TV Record: “Por que, não?”
Stênio falou dos próximos planos na carreira, quando a pandemia causada pela Covid-19 acabar.
“Um ator não se alimenta só de comida, criar e dar vida a personagens é tão vital quanto respirar. Por que não a Record? Inclusive conheço pessoas que assistem as novelas e gostam muito. Um ator precisa estar numa obra que ele leia, se encante e onde tenha um personagem que o instigue, o desafie, isso pode ser teatro, cinema e qualquer emissora de TV, que me faça uma proposta legal. Já pensei até na Sic em Portugal; os portugueses amam os atores brasileiros. Depois ficaria por lá, faria teatro até a próxima novela e aprenderia o sotaque”, destacou.

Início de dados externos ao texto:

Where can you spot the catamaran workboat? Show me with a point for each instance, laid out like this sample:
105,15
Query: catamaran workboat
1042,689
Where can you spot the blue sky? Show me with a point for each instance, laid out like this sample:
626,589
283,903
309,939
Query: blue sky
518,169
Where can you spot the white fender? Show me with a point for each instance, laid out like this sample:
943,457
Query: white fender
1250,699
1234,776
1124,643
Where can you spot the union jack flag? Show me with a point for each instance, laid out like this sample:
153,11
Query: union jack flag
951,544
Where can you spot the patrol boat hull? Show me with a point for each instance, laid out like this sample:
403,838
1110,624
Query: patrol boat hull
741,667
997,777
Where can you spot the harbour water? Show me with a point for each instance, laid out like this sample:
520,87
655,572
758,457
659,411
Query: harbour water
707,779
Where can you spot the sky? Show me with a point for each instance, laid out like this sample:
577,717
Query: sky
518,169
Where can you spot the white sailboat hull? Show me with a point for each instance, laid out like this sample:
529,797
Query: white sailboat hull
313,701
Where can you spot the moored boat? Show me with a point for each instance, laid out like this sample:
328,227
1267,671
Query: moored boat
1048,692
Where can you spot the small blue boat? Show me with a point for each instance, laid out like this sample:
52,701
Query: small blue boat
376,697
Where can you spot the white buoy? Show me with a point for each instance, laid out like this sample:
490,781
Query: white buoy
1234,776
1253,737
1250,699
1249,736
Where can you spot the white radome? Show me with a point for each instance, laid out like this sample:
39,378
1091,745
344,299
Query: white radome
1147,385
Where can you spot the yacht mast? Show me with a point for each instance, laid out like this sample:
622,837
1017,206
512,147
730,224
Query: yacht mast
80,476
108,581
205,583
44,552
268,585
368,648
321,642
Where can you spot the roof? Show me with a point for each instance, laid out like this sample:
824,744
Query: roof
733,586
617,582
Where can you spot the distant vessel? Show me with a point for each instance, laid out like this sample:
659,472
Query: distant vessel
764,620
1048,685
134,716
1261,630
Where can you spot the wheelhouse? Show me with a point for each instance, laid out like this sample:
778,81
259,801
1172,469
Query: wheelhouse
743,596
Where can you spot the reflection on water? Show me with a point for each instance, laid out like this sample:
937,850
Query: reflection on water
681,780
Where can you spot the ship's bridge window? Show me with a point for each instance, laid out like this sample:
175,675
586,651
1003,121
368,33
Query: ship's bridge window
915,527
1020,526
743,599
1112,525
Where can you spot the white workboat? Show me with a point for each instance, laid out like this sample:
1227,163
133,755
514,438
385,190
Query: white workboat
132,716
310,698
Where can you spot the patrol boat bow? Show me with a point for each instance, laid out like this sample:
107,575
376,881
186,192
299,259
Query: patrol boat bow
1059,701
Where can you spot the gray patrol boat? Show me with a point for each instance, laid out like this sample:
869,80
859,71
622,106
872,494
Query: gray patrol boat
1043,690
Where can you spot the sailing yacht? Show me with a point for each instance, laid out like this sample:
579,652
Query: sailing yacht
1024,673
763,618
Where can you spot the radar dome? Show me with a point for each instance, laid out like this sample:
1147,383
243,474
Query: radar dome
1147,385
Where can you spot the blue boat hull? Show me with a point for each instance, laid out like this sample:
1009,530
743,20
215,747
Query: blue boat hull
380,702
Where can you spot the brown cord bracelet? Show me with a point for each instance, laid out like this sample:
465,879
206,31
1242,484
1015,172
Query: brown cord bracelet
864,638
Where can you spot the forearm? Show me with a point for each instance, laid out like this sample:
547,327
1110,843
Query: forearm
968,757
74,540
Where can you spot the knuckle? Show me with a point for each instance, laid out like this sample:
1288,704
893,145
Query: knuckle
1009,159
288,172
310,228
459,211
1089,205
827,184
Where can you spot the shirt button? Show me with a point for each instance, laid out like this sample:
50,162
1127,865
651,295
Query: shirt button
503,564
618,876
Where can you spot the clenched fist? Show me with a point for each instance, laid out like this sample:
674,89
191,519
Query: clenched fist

O eterno apaixonado se declara à esposa, a atriz Marilene Saad, com quem está casado há mais de 20 anos.
“Se não fosse a dificuldade de pagar as contas, a quarentena em minha casa estaria tranquila, porque estou ao lado da mulher mais bem humorada, amorosa e parceira do planeta. Se eu tiver triste ela sabe encenar uma comédia como ninguém, se não tenho como pagar as contas, ela liga aqui e ali, pedindo desconto, divide cartão… Ela está passando noites sem dormir e isso me deixa arrasado, mas ao mesmo tempo sua força me impressiona. Acho que no filme E o Vento Levou, a personagem da mocinha ficava pobre e pegava o tecido da cortina para fazer sua roupa e, se não me engano, colocou a mão na terra e sobreviveu. Assim está se saindo a minha mulher! Teremos que demitir nossos funcionários, está sendo duro”, revelou.
Por fim, ele conta o que os dois têm feito no período de isolamento social.
“Minha mulher de frágil só tem a magreza e aparência. Ela é uma fortaleza, me levanta, faz exercícios respiratórios comigo, vemos filmes juntos, ama ler e eu também, e como é viciada na novela O Clone, revejo, além das notícias, ela ama debater sobre política. Tomamos sol e namoramos muito, ganho muitos beijinhos. Essa mulher é um touro de tão forte, mas é doce como o mel. Ela é meu sol, minha alma gêmea. Nunca pensei conseguir um casamento longo e já estou há 22 anos porque ela é leve, inteligente e isso pra mim é muito importante, para que haja diálogo e troca. O nosso amor transcende”, concluiu Garcia, à espera de tempos melhores na vida e no mundo.